Por que o atendimento ao morador de rua não levou em conta suas necessidades? Por que não ouviram essas pessoas para entender o que elas queriam antes de sair fazendo? Elementar, meu caro(a): porque elas não são agentes econômicos, produtivos, que pagam impostos e consomem. Elas são uma despesa: matéria desta semana do jornal O Estado de S. Paulo dá conta do custo dessas pessoas à sociedade - R$ 544 por mês, valor que obviamente não atende às necessidades mínimas de um programa voltado à reintegração. Com R$ 544 por mês ninguém paga assistente social, psicólogo, tratamento contra a dependência do álcool e das drogas. Só dá para pagar comida e limpeza do albergue. Nossa "assistência social" resume-se a não deixar a criatura morrer de fome ou frio. Ponto.
Moradores de rua são vistos como párias há mais de um século: numa das tentativas de tirar essa gente diferenciada das ruas, o governo do Rio de Janeiro as levou para longe, para os morros. Foi quando surgiram as favelas, hoje denominadas comunidades. Em São Paulo, não é diferente: o primeiro impulso, tanto o governo como moradores e comerciantes, é afastar essas pessoas para outro lugar. Nessa tentativa, vale tudo: do banco antimendigos anunciado orgulhosamente pelos prefeitos Serra e Kassab à recusa de comida e abrigo nas regiões mais nobres ou ocupadas. Vale até matar: não é raro lermos na imprensa sobre agressões, às vezes atribuídas aos comerciantes ou moradores locais, às vezes a grupos neonazistas. Em 1997, o índio Galdino foi queimado, em Brasília. Este mês, foram dois moradores de rua, no bairro do Brás, em São Paulo.

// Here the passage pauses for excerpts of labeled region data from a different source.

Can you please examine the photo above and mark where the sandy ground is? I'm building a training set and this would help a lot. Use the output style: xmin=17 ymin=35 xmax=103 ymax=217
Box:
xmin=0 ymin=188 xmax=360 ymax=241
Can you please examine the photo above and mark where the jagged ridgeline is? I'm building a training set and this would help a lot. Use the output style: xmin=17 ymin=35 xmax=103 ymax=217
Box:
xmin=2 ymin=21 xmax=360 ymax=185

Mas levar o morador de rua para longe não é simplesmente mudar o problema de lugar: pois longe dos centros econômicos, é muito mais difícil sobreviver. É mais difícil achar lixo para vender ou para buscar roupa e comida. É mais difícil conseguir esmolas. É mais difícil até achar uma boa marquise para se esconder da chuva!

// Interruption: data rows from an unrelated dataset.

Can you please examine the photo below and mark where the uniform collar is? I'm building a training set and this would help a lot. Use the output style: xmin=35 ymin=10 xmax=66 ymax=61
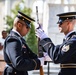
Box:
xmin=64 ymin=31 xmax=75 ymax=39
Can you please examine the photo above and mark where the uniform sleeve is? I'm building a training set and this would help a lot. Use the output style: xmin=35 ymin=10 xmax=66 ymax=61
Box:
xmin=6 ymin=39 xmax=40 ymax=71
xmin=40 ymin=38 xmax=76 ymax=63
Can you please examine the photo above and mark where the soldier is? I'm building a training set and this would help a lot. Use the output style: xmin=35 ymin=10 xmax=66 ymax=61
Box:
xmin=3 ymin=11 xmax=44 ymax=75
xmin=36 ymin=12 xmax=76 ymax=75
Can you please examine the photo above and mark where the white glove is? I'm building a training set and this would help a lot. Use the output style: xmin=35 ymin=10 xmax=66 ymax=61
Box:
xmin=43 ymin=52 xmax=52 ymax=61
xmin=36 ymin=28 xmax=48 ymax=40
xmin=38 ymin=57 xmax=44 ymax=66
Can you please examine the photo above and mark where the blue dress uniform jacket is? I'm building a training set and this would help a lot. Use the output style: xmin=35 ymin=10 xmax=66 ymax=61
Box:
xmin=4 ymin=31 xmax=40 ymax=75
xmin=39 ymin=32 xmax=76 ymax=75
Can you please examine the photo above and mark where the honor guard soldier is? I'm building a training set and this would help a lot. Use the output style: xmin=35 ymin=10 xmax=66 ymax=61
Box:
xmin=36 ymin=12 xmax=76 ymax=75
xmin=3 ymin=11 xmax=44 ymax=75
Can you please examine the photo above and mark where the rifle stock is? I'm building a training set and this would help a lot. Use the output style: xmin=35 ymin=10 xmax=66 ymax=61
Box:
xmin=36 ymin=6 xmax=44 ymax=75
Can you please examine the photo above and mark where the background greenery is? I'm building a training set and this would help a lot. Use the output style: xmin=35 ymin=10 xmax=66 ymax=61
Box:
xmin=5 ymin=1 xmax=38 ymax=54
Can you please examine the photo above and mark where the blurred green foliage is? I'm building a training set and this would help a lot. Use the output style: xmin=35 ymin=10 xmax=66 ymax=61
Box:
xmin=4 ymin=1 xmax=38 ymax=54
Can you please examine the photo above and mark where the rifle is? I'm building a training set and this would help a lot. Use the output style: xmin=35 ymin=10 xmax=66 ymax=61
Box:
xmin=36 ymin=6 xmax=44 ymax=75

Breves experiências que me marcaram
O preconceito contra o morador de rua é tão grande que parece que se esquece que são pessoas. Há muitos anos, quando trabalhava em Pinheiros, dei dinheiro para um morador de rua comprar seu almoço. E ele entrou na mesma lanchonete que eu. Apesar do dinheiro em mãos, ele teve a venda da comida recusada. Quando protestei com o atendente, ele encolheu os ombros e mostrou os clientes - todos, com olhares ou linguagem de corpo, mostrando sua desaprovação à presença daquela pessoa suja e fedida no recinto. Consegui que lhe fosse vendido um sanduíche, mas a condição era que ele fosse comer longe. No ano seguinte, já na avenida Paulista, desci para ver se alguém se interessaria pelo marmitex quase cheio de comida que eu havia deixado no almoço. Vi um morador de rua mexendo numa lixeira e fui falar com ele. Ele não olhou para meu rosto: como um cão faminto, identificou a comida no marmitex, pegou-o avidamente e saiu correndo, como se com medo de que alguém lhe roubasse a comida. Dois anos depois, com a janela do carro baixada, fui abordada por um morador de rua pedindo esmolas. Ele tocou no meu braço: e nunca na minha vida senti um toque tão gelado! Sequer consigo imaginar o frio que ele estava sentindo. Dei o dinheiro e pensei: tomara que ele gaste tudo em pinga!